- Born: October 19, 1954 (age 71)
- Education: University of Tokyo
- Known for: Development of cellulose nanofiber (CNF) technologies
- Awards: Honda Prize Marcus Wallenberg Prize Anselme Payen Award
- Scientific career
- Fields: Wood science, Biomaterials science, Cellulose chemistry

= Akira Isogai =

Japanese wood scientist and biomaterials researcher

Akira Isogai (磯貝 明, Isogai Akira) is a Japanese academician, wood scientist and senior biomaterials researcher, who is an elected fellow (FIAWS) of the International Academy of Wood Science and also an elected fellow of the Japan Academy. He has been a chaired professor at the University of Tokyo, making several contributions to sustainable material science through his research work on plant cellulose and bio-nanofibers.
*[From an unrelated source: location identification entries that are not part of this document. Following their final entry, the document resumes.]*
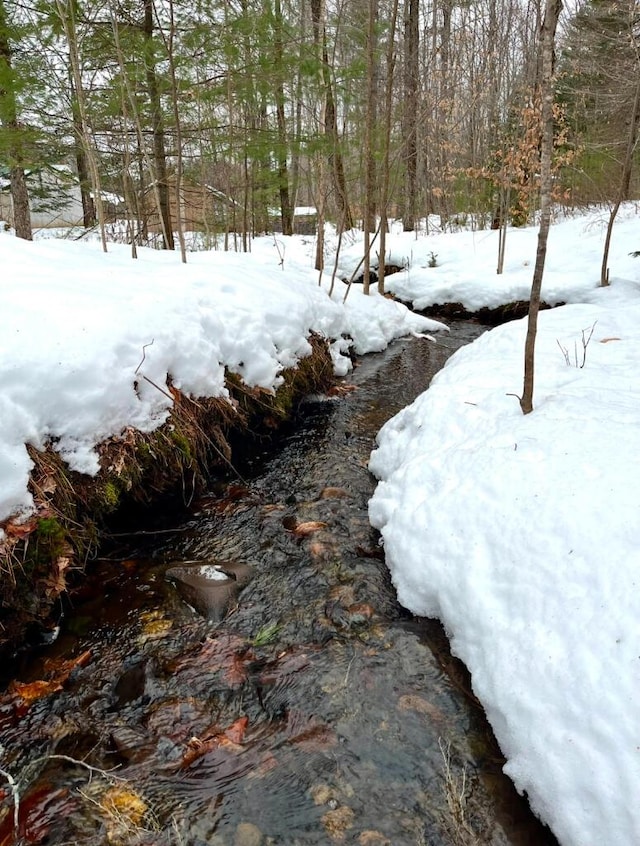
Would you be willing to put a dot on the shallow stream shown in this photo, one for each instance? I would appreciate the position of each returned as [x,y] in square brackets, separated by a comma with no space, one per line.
[316,711]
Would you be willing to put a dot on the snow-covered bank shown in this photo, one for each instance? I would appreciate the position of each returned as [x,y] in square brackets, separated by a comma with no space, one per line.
[80,330]
[522,534]
[465,270]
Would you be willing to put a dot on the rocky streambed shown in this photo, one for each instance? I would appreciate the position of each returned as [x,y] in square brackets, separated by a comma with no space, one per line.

==Early life and education==
Isogai was born in 1954 in Shimizu-ku, Shizuoka, Shizuoka Prefecture, where he grew up. He graduated from the Faculty of Agriculture at the University of Tokyo in 1980 and received his PhD in 1985 from the same institution with a dissertation on the preparation and characterization of substituted cellulose ethers.

After completing his doctorate studies, he served as a postdoctoral fellow at the Institute of Paper Chemistry in Appleton, Wisconsin, USA.

==Research career==
Isogai joined the University of Tokyo as an assistant professor in 1986, was promoted to associate professor in 1994, and became a full professor in the Department of Biomaterial Sciences in 2003. He has held leadership roles in scientific societies, including the presidency of the Cellulose Society of Japan and positions in the Japan Technical Association of Pulp and Paper Industry.
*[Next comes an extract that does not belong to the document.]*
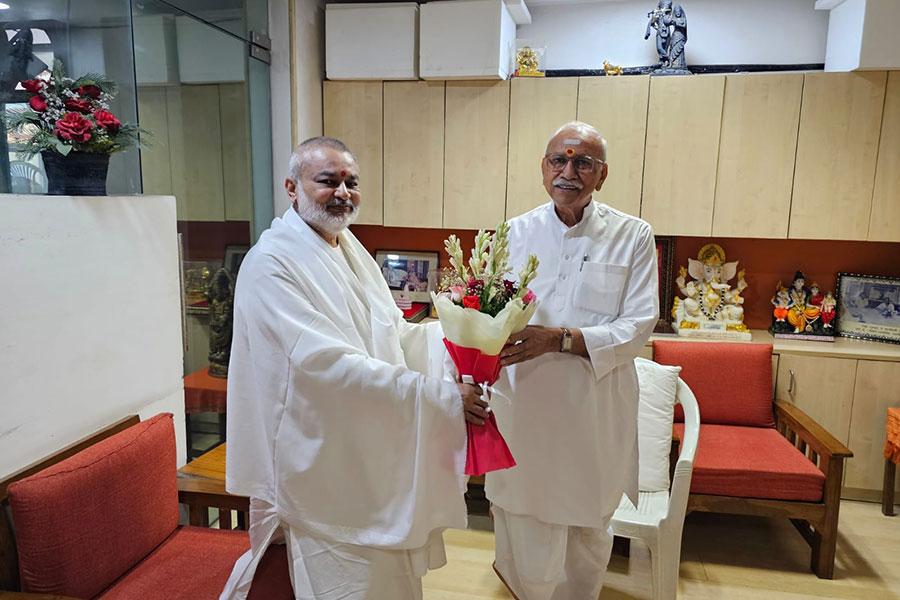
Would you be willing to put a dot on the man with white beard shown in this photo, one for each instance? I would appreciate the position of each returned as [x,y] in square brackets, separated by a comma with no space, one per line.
[349,457]
[572,422]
His research focuses on the structural characterisation and applications of cellulose and cellulose nanofibers, including the development of TEMPO-mediated oxidation methods to improve CNF production efficiency and expand industrial uses. His work has contributed to the understanding of plant cellulose structures and supported sustainable material innovation.

In 2016, Isogai received the Honda Prize for his research on the high-efficiency cellulose nanofiber production methods and their applications. He has also received international awards, such as the Marcus Wallenberg Prize, and the Anselme Payen Award.

His main research contributions include works on cellulose characterization, and also, on biomaterials and nanofibers.

Until September 2026, Isogai has published more than 500 research papers, which have gathered more than 39,000 citations at Scopus.